Using the poles is more about the steepness of the slope that you are going up or down.

98% of the trips that I have taken, I have been able to use my poles to steady myself going up or down.


Tad Englund
(bestbuilder) - F - MLife

Locale: Pacific Northwest
Re: Re:Hiking Pole Questions on 07/21/2009 14:27:58 MDT Print View

Aaron, I think your chart is a little out of whack! If you went by the chart you would buy 30" poles for you 36" kid. That would put the poles just under their chin. I think all the rest of the numbers are skewed also. I set my poles at 115 cm going uphill and 120 going down (more each way depending on the steepness of the terrain) and I am 6’2” tall! I just measured my are at 90* and it measures 47” to the top, even if I add 2 more inches that would only be 49”/124 cm. I have a 32” inseam so my legs are “normal” length.

Scott, the pole under the armpit is for old school Cross-country skiing. When I worked at a ski shop we would size alpine ski poles by having the person grab the pole upside down, arm at 90*, with their hand on top of the basket. That would give them the proper size for alpine skiing. If someone had longer poles then necessary it could/would cause them to put their weight back before a turn (not what you want).

On hiking poles they hopefully won’t go into the ground like a ski pole so the measuring technique should be the similar (but we aren’t trying to get our weight forward on a turn, see above).

The 90* thing works well, if you have adjustable poles you can size the poles up or down depending on the terrain.

I find that poles help if I’m on steep terrain or hiking rough trails but if the going is fairly easy I either put them away or don’t bring them. They just get in the way.

Aaron Zuniga
(gliden2) - F

Locale: Northwest
Re:Hiking Pole Questions on 07/21/2009 15:41:50 MDT Print View

-Tad, maybe the numbers for the smaller sizes are a *Tad* off, but the majority of them seem to be pretty accurate. Are you sure you don't need to lengthen your poles up? Im 5'10" and use a pair of BPL Stix 125cm; they couldn't be a better fit. On ascents I just choke up on them if needed, descents i can rest my hands on top of the handles. On gentle flat grades my arms are at near perfect right angles. This is what works for me. If your poles are too short, they aren't going to be as benafical on the trail, and walking hunched feels poopey=) Ask Quasimoto

John Sixbey
(Wolfeye) - F
when i put them away on 07/21/2009 17:19:23 MDT Print View


I find I bang my poles if I try to use them when it's rocky. The ones I use (from Gossamer Gear) are so lightly built that I'm sure they'd eventually break on a rock if not careful. They end up getting packed when the terrain gets technical, but they're great when the ground's tame or there's a trail to follow.

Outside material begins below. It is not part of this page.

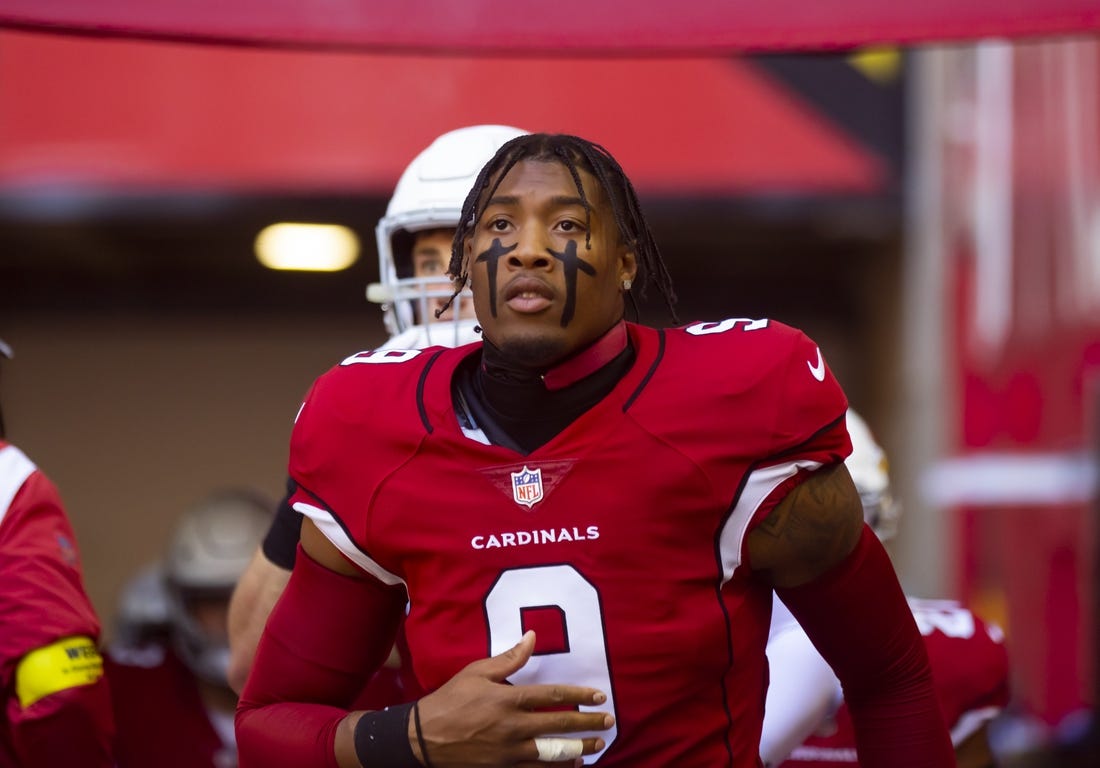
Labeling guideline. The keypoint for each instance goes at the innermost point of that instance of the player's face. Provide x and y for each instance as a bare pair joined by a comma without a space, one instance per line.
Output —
431,256
539,293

One thing I learned about hiking poles is that it's nice to have a set of baskets to attach when you reach snow. Otherwise, they become useless. They really add stability on snowy hills.

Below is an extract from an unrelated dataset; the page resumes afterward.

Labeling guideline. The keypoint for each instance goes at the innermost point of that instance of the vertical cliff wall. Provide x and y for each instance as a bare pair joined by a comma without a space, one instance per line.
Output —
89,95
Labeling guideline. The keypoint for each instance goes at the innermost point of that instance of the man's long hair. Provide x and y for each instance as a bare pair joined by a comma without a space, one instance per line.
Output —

Edited by Wolfeye on 07/21/2009 17:21:38 MDT.

Tad Englund
(bestbuilder) - F - MLife

Locale: Pacific Northwest
Re: Re:Hiking Pole Questions on 07/21/2009 18:16:07 MDT Print View

Aaron, maybe it’s from my skiing background or excessively long arms (my wife says I act like I am a knuckle dragging ape sometimes), but 120cm is the most comfortable for me. I don’t want to get into a discussion about swing weight and pole height on the effect on rhythm and fatigue, but if you have to lift the pole up to high to make placement then they are too long.
I don’t use my poles the same way as a Nordic skier does- they use them for most of the propulsion, I use my legs for that and only use the poles for balance and a short push when going uphill and a brake coming down.
I still think the chart is off- Have someone measure the height to the top of your hand with your arm at a right angle, I would really be interested to see how it compares to my measurement.
Maybe you and I got our arms mixed up when they were handing them out?

Bryant Burton
(moabrocks) - F
cross-country ski poles on 07/24/2009 09:42:38 MDT Print View

So does anyone use cross-country ski poles to hike with? It seems like there are some pretty good deals on carbon fiber poles in almost any length. Handles are a little different shape and I would guess the baskets are removable.